Existing specification mining approaches are largely confined to Boolean abstractions of events, making them ill-suited for capturing the rich data-centric behaviors exhibited by modern systems. This work proposes a novel method that extends specification mining to rich data domains by jointly learning data transformations and temporal specifications. The approach integrates syntax-guided synthesis (SyGuS) with TSL$_f$—an extension of LTL$_f$ that supports functional updates—enabling the synthesis of expressive, data-aware temporal rules. Evaluated in OpenAI Gymnasium’s ToyText environments, the method successfully synthesizes reactive programs with dramatically improved sample efficiency—outperforming passive learning baselines by several orders of magnitude—and demonstrates substantially enhanced generalization capabilities.

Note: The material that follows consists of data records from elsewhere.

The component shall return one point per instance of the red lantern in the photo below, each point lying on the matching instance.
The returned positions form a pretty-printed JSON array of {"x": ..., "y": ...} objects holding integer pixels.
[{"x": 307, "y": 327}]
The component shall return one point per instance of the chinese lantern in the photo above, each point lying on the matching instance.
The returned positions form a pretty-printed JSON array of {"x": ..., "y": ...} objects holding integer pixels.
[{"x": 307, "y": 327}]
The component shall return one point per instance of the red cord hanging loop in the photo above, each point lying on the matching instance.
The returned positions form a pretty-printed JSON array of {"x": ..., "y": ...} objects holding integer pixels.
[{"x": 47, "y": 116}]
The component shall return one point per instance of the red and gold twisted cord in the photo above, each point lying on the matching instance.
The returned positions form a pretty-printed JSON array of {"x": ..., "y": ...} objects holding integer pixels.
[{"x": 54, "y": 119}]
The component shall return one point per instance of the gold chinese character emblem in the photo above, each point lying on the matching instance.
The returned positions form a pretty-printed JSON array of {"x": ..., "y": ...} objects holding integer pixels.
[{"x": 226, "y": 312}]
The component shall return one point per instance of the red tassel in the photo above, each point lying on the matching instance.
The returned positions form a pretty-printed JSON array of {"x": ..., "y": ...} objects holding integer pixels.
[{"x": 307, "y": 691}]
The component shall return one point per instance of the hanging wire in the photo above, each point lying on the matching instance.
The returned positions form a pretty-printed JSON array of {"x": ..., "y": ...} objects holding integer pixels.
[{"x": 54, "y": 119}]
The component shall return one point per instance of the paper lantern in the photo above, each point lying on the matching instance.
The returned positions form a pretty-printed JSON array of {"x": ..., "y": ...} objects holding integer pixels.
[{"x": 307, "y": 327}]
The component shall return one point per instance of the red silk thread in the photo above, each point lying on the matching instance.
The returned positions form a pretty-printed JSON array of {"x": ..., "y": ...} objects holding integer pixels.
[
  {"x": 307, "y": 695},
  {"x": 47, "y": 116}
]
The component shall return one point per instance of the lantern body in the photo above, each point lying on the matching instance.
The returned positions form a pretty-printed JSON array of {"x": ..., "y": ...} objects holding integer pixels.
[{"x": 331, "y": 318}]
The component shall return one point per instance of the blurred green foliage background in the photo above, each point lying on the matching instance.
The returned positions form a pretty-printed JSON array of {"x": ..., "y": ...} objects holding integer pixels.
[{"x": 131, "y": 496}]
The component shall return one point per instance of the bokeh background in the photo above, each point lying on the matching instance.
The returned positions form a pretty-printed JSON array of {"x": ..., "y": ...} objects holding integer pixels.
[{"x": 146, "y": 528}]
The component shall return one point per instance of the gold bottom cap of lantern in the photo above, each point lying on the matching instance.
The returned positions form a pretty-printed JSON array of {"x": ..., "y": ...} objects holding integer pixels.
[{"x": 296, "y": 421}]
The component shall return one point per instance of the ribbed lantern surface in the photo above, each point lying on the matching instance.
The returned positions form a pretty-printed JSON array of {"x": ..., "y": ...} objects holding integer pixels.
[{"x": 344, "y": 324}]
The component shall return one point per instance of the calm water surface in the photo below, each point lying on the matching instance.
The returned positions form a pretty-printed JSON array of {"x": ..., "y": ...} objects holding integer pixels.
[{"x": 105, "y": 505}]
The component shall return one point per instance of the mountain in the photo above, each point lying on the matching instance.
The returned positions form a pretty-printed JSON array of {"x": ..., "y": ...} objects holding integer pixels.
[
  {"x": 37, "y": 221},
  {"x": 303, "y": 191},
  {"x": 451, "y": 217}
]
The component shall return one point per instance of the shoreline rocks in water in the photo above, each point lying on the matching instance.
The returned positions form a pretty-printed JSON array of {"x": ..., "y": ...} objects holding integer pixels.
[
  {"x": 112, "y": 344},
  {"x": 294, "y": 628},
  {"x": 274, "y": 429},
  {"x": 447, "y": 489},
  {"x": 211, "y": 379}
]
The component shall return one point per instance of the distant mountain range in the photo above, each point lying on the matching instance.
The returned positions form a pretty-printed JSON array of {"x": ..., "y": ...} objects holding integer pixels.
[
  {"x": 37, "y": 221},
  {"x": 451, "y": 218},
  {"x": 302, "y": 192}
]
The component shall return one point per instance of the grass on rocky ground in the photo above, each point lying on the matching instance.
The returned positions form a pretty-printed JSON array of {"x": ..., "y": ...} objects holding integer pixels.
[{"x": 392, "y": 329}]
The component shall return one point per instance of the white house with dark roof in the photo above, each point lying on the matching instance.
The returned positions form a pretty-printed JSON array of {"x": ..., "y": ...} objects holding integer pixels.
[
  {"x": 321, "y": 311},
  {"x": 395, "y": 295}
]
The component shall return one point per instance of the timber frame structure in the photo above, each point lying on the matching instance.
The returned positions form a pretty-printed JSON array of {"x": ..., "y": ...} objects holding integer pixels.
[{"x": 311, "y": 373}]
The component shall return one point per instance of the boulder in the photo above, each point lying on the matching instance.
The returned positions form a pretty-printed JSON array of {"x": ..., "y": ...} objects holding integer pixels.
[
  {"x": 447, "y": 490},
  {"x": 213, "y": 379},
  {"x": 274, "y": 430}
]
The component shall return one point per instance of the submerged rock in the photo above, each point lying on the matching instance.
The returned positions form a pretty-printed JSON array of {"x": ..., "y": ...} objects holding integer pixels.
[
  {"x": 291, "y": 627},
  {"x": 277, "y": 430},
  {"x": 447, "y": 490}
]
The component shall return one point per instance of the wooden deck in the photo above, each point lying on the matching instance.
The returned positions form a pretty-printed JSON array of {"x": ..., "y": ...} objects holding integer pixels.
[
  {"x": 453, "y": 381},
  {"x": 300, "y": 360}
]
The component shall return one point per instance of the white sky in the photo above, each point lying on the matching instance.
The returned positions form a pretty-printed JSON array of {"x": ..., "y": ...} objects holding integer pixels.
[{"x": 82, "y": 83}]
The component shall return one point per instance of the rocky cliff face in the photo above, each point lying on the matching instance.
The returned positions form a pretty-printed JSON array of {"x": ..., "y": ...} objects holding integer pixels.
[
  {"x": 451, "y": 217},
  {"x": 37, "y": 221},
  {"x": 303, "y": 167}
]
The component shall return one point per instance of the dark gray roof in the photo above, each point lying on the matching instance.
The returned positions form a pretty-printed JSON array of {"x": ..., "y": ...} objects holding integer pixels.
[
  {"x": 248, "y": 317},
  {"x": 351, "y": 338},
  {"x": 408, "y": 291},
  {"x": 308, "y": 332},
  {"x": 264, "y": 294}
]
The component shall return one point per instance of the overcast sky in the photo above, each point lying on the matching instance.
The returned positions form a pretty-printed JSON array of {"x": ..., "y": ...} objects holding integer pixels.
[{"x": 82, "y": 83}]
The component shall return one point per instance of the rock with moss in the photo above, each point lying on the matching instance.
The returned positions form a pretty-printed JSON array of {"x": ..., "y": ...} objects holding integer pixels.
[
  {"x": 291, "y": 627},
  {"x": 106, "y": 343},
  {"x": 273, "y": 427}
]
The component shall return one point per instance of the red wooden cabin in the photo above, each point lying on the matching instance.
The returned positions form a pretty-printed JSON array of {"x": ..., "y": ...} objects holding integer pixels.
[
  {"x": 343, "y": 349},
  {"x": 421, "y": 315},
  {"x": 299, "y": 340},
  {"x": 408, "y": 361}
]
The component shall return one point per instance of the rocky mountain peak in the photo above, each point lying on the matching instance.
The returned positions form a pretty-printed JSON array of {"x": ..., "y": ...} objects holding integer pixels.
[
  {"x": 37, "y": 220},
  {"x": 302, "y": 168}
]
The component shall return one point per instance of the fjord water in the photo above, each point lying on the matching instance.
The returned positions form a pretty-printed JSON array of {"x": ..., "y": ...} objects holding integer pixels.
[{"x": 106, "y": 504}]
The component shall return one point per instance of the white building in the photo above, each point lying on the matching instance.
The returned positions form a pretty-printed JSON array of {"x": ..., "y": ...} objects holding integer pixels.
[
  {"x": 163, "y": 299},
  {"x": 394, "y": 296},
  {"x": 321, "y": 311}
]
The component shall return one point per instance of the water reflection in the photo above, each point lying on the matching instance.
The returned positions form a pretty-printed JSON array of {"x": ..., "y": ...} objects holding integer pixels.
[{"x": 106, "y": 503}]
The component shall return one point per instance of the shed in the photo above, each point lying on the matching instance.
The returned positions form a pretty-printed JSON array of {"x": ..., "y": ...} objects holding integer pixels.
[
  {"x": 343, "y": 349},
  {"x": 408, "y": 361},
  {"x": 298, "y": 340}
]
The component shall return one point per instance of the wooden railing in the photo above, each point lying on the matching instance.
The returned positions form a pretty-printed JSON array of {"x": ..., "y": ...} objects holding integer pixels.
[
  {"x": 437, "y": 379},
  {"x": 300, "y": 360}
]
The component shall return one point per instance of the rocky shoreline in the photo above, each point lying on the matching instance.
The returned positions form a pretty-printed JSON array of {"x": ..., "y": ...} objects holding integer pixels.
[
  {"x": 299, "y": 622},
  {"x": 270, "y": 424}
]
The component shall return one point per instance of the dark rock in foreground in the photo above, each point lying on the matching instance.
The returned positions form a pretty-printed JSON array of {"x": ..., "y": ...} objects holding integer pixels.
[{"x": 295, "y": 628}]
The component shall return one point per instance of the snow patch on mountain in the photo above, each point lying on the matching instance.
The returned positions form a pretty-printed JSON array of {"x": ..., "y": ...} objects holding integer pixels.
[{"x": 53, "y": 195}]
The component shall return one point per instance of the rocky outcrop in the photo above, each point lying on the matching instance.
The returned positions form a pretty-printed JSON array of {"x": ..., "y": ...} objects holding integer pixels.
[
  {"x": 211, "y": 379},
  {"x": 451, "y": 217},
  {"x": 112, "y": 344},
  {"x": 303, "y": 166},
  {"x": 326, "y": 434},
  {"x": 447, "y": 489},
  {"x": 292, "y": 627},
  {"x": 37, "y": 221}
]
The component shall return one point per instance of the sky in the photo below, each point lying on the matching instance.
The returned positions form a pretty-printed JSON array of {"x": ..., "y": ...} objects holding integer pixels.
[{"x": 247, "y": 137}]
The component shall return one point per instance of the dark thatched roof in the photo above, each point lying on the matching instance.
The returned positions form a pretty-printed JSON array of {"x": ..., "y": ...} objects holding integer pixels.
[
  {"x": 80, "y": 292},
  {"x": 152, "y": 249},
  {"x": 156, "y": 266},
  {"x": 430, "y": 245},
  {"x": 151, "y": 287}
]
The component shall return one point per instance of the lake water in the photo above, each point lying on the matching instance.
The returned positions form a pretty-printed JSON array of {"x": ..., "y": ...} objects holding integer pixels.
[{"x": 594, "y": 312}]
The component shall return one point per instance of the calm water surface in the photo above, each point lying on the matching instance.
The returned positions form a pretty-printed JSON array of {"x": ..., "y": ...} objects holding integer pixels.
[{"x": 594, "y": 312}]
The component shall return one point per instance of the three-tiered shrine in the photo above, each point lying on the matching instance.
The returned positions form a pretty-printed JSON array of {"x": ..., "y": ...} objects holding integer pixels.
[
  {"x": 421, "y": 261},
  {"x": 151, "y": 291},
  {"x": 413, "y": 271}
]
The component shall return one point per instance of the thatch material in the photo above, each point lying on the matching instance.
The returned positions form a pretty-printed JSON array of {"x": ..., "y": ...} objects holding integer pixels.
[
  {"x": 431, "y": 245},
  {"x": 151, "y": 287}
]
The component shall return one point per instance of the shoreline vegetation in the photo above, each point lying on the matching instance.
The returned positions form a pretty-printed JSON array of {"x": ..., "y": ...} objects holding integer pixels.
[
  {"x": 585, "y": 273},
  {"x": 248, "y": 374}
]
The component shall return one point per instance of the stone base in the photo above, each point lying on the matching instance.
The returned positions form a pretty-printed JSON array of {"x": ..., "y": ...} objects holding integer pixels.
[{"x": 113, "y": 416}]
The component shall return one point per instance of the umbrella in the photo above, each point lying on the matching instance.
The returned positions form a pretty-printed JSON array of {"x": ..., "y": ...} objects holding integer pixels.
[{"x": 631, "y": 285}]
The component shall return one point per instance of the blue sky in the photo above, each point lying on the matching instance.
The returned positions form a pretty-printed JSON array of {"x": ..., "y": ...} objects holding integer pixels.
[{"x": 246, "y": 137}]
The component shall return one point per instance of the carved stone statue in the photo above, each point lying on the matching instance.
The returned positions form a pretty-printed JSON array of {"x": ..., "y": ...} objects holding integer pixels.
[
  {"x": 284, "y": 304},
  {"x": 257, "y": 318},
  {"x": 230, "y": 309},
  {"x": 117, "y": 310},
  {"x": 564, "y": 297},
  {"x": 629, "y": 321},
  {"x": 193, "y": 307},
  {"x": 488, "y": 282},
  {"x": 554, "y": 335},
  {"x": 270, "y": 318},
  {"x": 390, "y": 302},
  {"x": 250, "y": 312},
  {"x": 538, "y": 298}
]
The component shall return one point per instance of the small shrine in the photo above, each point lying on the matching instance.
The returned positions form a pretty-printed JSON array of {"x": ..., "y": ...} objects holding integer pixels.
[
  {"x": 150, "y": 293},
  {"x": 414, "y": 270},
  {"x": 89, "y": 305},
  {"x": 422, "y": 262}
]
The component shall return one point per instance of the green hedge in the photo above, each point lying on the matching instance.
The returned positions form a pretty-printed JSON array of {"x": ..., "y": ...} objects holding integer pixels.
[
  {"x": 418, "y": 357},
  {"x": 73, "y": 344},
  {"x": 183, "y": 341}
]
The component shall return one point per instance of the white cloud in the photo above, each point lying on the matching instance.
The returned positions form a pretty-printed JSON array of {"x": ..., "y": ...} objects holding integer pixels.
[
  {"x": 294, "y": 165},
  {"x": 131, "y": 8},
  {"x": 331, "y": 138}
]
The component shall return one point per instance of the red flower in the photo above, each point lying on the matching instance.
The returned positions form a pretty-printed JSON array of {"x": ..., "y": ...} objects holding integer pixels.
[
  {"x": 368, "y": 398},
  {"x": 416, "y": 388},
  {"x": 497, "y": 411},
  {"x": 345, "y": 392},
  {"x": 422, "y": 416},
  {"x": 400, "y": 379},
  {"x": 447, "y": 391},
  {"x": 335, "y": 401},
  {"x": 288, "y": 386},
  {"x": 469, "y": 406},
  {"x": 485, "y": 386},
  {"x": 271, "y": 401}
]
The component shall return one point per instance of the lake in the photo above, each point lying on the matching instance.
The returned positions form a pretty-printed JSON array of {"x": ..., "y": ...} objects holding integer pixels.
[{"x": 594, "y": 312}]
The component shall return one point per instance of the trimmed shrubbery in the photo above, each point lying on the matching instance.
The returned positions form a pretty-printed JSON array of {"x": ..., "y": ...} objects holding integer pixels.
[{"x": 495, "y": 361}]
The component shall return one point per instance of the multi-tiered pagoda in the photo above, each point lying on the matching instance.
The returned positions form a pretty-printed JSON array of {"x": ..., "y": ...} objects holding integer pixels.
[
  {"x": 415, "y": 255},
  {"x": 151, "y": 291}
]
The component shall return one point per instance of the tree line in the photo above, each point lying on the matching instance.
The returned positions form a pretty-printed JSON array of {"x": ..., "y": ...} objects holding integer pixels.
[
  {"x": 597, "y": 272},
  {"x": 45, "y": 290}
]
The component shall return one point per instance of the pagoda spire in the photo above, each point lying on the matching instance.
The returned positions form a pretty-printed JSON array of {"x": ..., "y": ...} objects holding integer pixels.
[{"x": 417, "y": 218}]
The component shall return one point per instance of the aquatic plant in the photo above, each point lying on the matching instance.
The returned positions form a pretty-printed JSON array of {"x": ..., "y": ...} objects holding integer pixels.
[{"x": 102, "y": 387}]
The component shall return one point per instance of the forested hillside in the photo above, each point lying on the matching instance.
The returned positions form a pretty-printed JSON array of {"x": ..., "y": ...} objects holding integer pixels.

Mining specifications from execution traces presents an automated way of capturing characteristic system behaviors. However, existing approaches are largely restricted to Boolean abstractions of events, limiting their ability to express data-aware properties. In this paper, we extend mining procedures to operate over richer datatypes. We first establish candidate functions in our domain that cover the set of traces by leveraging Syntax Guided Synthesis (SyGuS) techniques. To capture these function applications temporally, we formalize the semantics of TSL$_f$, a finite-prefix interpretation of Temporal Stream Logic (TSL) that extends LTL$_f$ with support for first-order predicates and functional updates. This allows us to unify a corresponding procedure for learning the data transformations and temporal specifications of a system. We demonstrate our approach synthesizing reactive programs from mined specifications on the OpenAI-Gymnasium ToyText environments, finding that our method is more robust and orders of magnitude more sample-efficient than passive learning baselines on generalized problem instances.